The latest 13F season has arrived, when many money managers issue required reports on their holdings. It can be worthwhile to pay attention, as you might get an investment idea or two by seeing what some major investors have been buying and selling.

For example, consider D. E. Shaw & Co. Founded by David E. Shaw, the firm has a reportable stock portfolio totaling $73.3 billion in value as of Dec. 31, 2013. Shaw is known as a math wizard and a quantitative-investing pioneer. His firm is extremely selective when hiring, reportedly accepting about one in 500 job applicants -- Amazon.com CEO Jeff Bezos once made the cut.

D. E. Shaw's latest 13F report shows that it reduced its holdings of EMC Corporation (EMC), Oracle Corporation (ORCL 0.22%), and Kinder Morgan (KMI 0.27%).

Storage giant EMC stands to profit from the rapidly growing cloud-computing and "big data" arenas, and it holds an 80% ownership stake in virtualization specialist VMware (VMW), too. VMware has recently partnered with Google to bring Windows functions to Chromebooks, and its purchase of AirWatch should improve its mobile position. With EMC's forward price-to-earnings ratio near 12, it looks attractively priced, but some warn that it might be a value trap due to slowing growth, especially in its key storage market. Its fourth quarter offered rather strong results, with revenue up 11% over year-ago levels, but a weak outlook for upcoming quarters. EMC initiated a dividend last year and yields 1.5%.

Data management software giant Oracle, yielding about 1.2%, has seen its growth slow in recent years. It has been growing its dividend aggressively while announcing big stock buybacks. Its prodigious free cash flow tops $14 billion annually, and it has been using some of that for acquisitions, such as online marketing specialist Responsys and cloud-computing player Corente. Oracle is facing significant competition from other tech titans and its server business is challenged, but its second quarter still featured estimate-topping results. Oracle stock, trading with a forward P/E near 12, is appealingly priced. The company has gotten some bad press lately due to its key role behind Oregon's troubled Obamacare website.
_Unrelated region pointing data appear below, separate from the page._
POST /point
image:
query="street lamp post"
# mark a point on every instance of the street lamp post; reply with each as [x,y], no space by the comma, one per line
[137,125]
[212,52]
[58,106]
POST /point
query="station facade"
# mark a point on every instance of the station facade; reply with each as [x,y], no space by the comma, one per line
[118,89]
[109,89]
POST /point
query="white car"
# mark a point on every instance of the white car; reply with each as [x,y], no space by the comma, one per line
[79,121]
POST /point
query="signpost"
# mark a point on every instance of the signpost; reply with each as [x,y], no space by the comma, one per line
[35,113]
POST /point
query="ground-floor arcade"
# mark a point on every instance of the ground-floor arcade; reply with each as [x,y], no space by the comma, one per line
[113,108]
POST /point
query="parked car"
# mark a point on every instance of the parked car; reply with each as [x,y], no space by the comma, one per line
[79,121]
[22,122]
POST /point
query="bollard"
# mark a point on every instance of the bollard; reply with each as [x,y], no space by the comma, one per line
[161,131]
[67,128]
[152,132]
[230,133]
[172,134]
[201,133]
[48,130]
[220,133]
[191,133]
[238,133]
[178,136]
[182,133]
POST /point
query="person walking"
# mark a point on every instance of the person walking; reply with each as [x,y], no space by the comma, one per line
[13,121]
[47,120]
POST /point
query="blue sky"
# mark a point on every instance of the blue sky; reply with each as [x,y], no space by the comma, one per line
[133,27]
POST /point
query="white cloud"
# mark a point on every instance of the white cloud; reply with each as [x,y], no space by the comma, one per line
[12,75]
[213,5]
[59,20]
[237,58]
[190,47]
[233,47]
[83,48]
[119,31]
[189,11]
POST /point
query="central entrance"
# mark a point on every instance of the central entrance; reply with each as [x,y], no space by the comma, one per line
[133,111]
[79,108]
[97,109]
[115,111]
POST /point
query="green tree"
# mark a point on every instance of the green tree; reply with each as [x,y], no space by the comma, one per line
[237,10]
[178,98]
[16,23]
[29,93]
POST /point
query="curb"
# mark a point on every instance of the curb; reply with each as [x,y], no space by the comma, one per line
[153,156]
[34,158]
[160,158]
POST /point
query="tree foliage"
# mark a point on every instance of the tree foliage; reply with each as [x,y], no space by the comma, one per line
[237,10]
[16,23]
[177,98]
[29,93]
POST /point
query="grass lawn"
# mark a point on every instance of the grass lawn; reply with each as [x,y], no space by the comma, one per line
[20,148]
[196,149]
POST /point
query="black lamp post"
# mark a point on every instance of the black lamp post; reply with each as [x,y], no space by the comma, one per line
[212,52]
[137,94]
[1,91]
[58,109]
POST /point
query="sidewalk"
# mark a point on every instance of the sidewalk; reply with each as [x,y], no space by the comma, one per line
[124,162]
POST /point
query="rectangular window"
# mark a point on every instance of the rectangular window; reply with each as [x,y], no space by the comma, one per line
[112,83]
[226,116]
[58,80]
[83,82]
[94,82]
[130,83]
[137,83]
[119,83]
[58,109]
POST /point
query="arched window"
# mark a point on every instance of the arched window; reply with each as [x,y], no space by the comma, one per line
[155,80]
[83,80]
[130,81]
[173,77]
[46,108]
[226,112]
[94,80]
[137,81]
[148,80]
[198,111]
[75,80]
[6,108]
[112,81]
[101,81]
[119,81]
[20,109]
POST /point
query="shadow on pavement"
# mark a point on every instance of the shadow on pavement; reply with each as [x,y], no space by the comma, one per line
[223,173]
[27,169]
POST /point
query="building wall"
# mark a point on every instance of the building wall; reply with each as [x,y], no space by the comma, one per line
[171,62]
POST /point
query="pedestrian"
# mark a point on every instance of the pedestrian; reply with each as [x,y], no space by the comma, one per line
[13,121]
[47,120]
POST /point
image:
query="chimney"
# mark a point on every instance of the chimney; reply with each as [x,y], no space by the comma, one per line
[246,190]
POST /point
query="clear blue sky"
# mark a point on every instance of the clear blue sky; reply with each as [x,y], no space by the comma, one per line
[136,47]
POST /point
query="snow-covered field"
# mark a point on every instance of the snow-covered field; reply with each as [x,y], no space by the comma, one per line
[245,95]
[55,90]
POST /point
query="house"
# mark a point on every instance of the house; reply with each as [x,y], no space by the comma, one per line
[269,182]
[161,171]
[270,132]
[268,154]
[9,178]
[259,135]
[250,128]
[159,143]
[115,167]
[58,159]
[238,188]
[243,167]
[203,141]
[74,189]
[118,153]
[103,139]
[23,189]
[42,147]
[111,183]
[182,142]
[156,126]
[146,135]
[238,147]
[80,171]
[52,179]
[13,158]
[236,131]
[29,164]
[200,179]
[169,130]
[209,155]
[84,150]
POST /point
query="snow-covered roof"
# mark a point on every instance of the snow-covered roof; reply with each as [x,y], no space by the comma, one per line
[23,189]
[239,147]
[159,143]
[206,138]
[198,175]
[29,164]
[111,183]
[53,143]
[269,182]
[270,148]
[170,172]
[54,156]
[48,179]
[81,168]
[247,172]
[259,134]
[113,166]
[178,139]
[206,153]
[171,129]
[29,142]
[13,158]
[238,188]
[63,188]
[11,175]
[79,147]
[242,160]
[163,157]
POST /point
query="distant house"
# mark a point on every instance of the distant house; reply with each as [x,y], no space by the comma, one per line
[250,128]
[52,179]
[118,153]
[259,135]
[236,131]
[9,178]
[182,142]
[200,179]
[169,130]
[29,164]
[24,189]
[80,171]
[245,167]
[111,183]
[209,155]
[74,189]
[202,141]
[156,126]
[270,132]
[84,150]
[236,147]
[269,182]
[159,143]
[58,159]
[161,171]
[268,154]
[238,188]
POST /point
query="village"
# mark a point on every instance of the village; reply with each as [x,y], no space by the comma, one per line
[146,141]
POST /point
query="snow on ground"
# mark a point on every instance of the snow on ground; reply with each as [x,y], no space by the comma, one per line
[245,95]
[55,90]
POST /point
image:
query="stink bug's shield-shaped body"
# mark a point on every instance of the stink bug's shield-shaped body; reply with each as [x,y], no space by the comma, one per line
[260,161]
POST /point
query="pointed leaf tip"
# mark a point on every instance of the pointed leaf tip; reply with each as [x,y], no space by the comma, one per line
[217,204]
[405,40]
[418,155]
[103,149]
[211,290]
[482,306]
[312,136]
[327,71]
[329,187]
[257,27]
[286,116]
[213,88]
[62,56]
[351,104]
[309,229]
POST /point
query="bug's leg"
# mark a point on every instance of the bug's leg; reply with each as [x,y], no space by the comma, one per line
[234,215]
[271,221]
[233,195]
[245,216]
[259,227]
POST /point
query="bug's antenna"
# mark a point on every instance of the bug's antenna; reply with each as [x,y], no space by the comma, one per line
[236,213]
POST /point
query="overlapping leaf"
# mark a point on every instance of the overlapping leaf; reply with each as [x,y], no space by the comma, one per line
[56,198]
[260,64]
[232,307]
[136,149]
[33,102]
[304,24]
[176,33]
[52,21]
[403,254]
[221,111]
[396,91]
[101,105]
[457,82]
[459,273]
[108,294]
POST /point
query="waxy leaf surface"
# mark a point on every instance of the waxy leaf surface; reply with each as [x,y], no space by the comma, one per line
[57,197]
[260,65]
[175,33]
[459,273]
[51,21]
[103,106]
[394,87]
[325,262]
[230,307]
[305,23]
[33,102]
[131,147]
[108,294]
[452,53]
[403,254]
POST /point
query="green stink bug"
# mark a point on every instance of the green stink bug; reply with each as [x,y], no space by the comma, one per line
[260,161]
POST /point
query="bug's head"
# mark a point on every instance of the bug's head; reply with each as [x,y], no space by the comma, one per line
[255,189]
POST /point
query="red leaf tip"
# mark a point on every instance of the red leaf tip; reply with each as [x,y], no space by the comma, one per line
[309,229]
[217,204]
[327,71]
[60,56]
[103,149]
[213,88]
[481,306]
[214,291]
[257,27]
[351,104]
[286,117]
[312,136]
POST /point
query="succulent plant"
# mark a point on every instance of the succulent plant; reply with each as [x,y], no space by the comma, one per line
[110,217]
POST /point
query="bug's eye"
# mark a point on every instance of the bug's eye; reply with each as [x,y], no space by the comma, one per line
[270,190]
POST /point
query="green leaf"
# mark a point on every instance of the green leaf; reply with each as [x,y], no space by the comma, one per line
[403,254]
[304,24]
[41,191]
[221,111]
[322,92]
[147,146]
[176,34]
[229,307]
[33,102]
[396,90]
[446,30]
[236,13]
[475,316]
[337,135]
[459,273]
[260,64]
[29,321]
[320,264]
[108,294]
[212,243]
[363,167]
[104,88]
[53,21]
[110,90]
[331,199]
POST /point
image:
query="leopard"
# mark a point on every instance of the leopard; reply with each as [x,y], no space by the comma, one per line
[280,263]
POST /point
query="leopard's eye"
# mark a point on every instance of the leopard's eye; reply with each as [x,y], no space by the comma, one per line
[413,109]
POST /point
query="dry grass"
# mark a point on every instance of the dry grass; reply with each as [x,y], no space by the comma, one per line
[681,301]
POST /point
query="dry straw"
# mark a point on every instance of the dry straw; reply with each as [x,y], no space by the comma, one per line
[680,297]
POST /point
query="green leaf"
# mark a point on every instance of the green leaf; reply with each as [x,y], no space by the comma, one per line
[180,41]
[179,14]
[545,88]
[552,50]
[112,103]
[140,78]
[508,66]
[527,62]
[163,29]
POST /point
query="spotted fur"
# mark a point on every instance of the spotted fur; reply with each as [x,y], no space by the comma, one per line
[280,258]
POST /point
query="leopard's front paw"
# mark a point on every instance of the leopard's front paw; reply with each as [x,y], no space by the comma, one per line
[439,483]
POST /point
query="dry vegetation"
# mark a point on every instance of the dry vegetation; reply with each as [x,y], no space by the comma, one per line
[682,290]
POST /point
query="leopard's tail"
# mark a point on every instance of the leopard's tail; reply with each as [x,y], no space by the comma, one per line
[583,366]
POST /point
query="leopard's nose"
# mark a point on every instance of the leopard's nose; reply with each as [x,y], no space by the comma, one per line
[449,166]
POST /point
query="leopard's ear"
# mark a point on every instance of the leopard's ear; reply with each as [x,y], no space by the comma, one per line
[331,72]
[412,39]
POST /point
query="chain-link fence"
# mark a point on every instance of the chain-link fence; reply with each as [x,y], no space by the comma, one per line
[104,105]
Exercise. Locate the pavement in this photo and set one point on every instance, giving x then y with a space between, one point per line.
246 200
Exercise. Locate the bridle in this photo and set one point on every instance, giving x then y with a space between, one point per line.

Pipeline giant Kinder Morgan is a premier midstream master limited partnership, enjoying reliable income as it collects gobs of cash from its partners. Its natural-gas network is the largest in North America, and it has a five-year backlog of currently identified growth projects totals $15 billion. Analysts at TheStreet.com recently rated the stock a buy, liking its revenue growth, growing profit margins, and healthy return on equity, among other things. The long-term picture remains promising for Kinder Morgan, despite some bad press -- a bearish Barron's article, for example. Its dividend recently yielded 5.1%.